You have probably gone through a time when you are just about to meditate, only to experience difficulty while you are at it. Getting started might be easier, but as time progresses, you find your mind wandering aimlessly – until you give up and put off your goal of meditating for just a few minutes that day.
If ever you come across this experience more often, then you must be feeling quite frustrated. After all, you deserve a moment when you can just stay calm, relaxed and without any worries on your mind. But if meditation continues to be somewhat of a torture to you, how can you possibly get out of that feeling and actually find that peace of mind you have always been dreaming of?
When Distractions Strike Back
We all come to a point when even in our quite times, we get to be bogged down and bothered by a million things that must be done. For instance, just when you find yourself in that silent and meditative state, thoughts somehow find their way of pouring in – and this can be seriously tough when all you want is to stay still and breathe in a moment of peace and repose.
Suddenly, you catch yourself thinking about your kids in school, making a mental note about your updated grocery list, enumerating in your head things you need to do tomorrow and the day after that … The endless flow of distractions just keep coming in!
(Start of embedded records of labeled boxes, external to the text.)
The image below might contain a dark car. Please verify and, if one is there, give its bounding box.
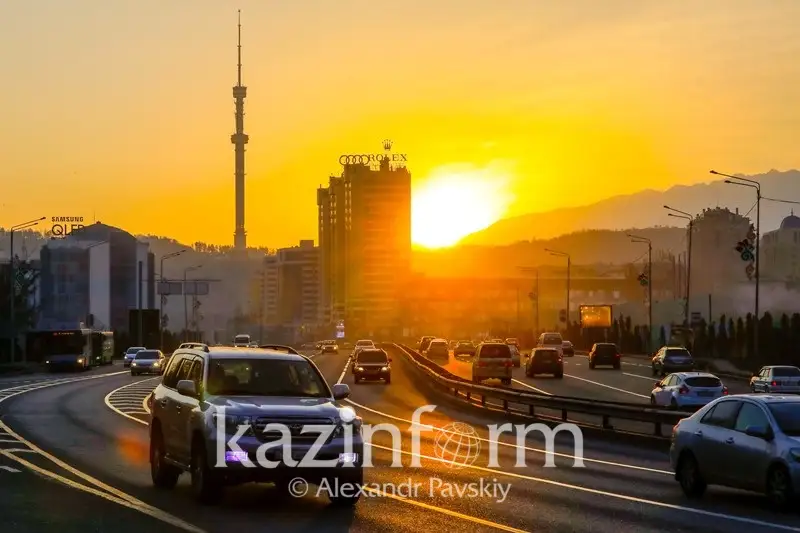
[353,348,392,385]
[453,341,475,357]
[131,350,167,376]
[148,347,364,505]
[525,348,564,379]
[652,346,694,377]
[589,342,620,370]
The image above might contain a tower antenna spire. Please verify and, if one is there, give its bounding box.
[236,9,242,87]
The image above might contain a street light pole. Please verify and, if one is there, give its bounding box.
[181,265,203,342]
[628,234,653,351]
[158,250,186,351]
[664,205,694,327]
[544,248,572,334]
[720,170,761,358]
[8,217,45,363]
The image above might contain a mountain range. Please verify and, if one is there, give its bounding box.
[459,170,800,246]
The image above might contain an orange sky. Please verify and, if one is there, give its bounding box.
[0,0,800,246]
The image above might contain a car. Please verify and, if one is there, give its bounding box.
[147,347,364,505]
[589,342,621,370]
[353,348,392,385]
[506,343,522,368]
[536,332,564,356]
[650,372,728,409]
[561,341,575,357]
[750,365,800,394]
[417,335,436,353]
[525,348,564,379]
[131,350,167,376]
[669,394,800,510]
[472,342,514,386]
[453,341,475,357]
[122,346,147,368]
[423,339,450,363]
[320,342,339,353]
[651,346,694,377]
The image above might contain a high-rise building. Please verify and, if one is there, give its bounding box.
[317,143,411,336]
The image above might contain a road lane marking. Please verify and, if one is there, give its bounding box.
[363,487,529,533]
[0,450,205,533]
[365,443,800,532]
[511,379,552,396]
[564,374,650,398]
[338,356,674,476]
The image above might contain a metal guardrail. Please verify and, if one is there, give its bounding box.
[394,344,691,438]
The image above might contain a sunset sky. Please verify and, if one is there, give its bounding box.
[0,0,800,246]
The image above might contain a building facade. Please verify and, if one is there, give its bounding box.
[38,223,156,332]
[317,157,411,335]
[760,212,800,282]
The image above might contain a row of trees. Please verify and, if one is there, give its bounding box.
[565,312,800,370]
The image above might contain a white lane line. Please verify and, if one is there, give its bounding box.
[103,376,161,422]
[369,444,800,532]
[511,379,552,396]
[564,374,650,398]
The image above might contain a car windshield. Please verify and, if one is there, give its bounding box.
[772,366,800,378]
[767,402,800,437]
[481,344,511,359]
[358,350,388,363]
[684,376,722,388]
[542,335,564,346]
[206,358,330,398]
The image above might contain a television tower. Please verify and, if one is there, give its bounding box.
[231,10,250,252]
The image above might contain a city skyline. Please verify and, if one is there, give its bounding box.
[0,1,800,246]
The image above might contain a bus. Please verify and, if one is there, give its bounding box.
[26,329,114,370]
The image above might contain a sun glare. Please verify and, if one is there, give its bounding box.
[411,166,513,248]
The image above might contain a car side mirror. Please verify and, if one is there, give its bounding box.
[176,379,197,398]
[744,426,774,441]
[333,383,350,400]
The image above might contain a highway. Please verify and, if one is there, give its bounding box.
[0,348,800,533]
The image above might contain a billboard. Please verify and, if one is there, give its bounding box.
[580,305,614,328]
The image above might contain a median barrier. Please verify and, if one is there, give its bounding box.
[392,344,691,439]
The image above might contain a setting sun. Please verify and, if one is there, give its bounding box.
[411,165,513,248]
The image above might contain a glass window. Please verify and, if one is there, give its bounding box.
[733,402,769,432]
[701,400,741,429]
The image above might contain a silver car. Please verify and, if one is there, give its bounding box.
[472,341,514,385]
[670,394,800,508]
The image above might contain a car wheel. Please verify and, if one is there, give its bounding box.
[192,439,222,505]
[767,465,794,511]
[150,426,181,489]
[678,453,707,498]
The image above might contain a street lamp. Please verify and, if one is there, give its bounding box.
[537,248,572,333]
[182,265,203,342]
[158,249,186,351]
[664,205,694,327]
[626,233,653,351]
[8,217,47,363]
[709,170,761,358]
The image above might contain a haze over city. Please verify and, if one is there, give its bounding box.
[0,0,800,247]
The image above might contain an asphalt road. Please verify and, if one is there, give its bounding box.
[0,348,800,533]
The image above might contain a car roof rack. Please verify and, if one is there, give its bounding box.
[259,344,300,355]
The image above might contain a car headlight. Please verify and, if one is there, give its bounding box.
[225,415,253,435]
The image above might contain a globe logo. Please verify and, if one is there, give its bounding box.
[434,422,481,469]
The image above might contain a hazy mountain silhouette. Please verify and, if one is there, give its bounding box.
[459,170,800,245]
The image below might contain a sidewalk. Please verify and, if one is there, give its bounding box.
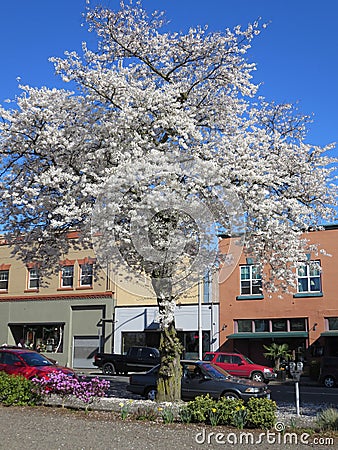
[269,377,321,387]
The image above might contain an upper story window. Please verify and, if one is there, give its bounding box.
[28,267,40,289]
[240,264,262,295]
[80,264,93,286]
[0,270,9,291]
[61,265,74,288]
[297,261,322,293]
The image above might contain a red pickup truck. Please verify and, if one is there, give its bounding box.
[203,352,277,383]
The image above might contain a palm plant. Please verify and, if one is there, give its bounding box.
[263,342,292,370]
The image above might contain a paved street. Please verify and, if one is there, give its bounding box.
[76,371,338,407]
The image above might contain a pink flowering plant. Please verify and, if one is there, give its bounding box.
[32,372,110,408]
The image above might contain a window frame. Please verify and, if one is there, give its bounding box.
[239,264,263,298]
[0,269,9,292]
[79,263,94,288]
[27,267,40,290]
[297,260,322,296]
[60,264,74,289]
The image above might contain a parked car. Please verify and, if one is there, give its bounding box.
[0,347,76,379]
[319,356,338,388]
[93,347,161,375]
[203,352,277,383]
[127,360,270,401]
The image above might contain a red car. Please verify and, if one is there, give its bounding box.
[0,347,76,379]
[203,352,277,383]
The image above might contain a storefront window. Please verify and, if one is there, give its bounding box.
[254,319,270,333]
[237,319,252,333]
[10,324,64,353]
[289,319,306,331]
[271,319,287,331]
[327,317,338,330]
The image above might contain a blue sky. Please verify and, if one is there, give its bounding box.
[0,0,338,155]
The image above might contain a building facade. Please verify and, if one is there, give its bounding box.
[219,225,338,365]
[0,236,219,368]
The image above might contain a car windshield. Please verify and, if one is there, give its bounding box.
[243,355,255,364]
[20,353,53,367]
[201,364,231,379]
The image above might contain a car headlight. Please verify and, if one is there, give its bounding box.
[245,387,260,394]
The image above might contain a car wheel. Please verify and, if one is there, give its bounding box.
[323,375,336,387]
[221,392,239,400]
[102,363,116,375]
[251,372,264,383]
[144,388,157,401]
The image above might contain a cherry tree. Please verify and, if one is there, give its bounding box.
[0,2,336,400]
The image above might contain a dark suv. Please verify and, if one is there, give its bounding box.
[0,347,75,379]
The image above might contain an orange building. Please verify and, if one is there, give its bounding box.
[219,225,338,365]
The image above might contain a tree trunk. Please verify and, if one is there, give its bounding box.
[157,323,182,402]
[152,267,183,402]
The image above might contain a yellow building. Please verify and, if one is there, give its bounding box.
[0,235,219,368]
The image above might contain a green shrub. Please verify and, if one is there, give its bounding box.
[0,372,41,406]
[316,408,338,431]
[216,398,245,428]
[178,406,191,423]
[246,398,277,429]
[133,406,158,421]
[187,394,217,422]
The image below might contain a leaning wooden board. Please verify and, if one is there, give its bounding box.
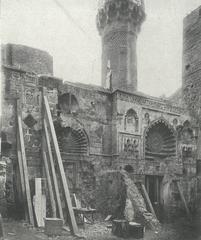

The truth is, we have all been in that kind of scenario. The mind has an uncanny way of setting up resistance and seek an excuse to stop doing what you think you are geared up to do at that time. In a flash, these other things that enter your mind present themselves as entirely compelling, and you find yourself deeply absorbed into these distractions until there is no more time left to meditate.
Meditation Should Not Be A Torture
While these thoughts find a way of penetrating in our mind at a time we want to focus on something else, it is still possible to gently push them away and go back to what you need to be doing at the present moment. It is a matter of being a passive observer as these thoughts come and go, without making any harsh judgment on yourself. After all, the moment you concentrate on those thoughts and force yourself to get them off your mind, you are only making meditation as a forced activity. What’s more, you tend to torture yourself by battling with your mind instead of simply watching those thoughts in your head and allowing them to drift away.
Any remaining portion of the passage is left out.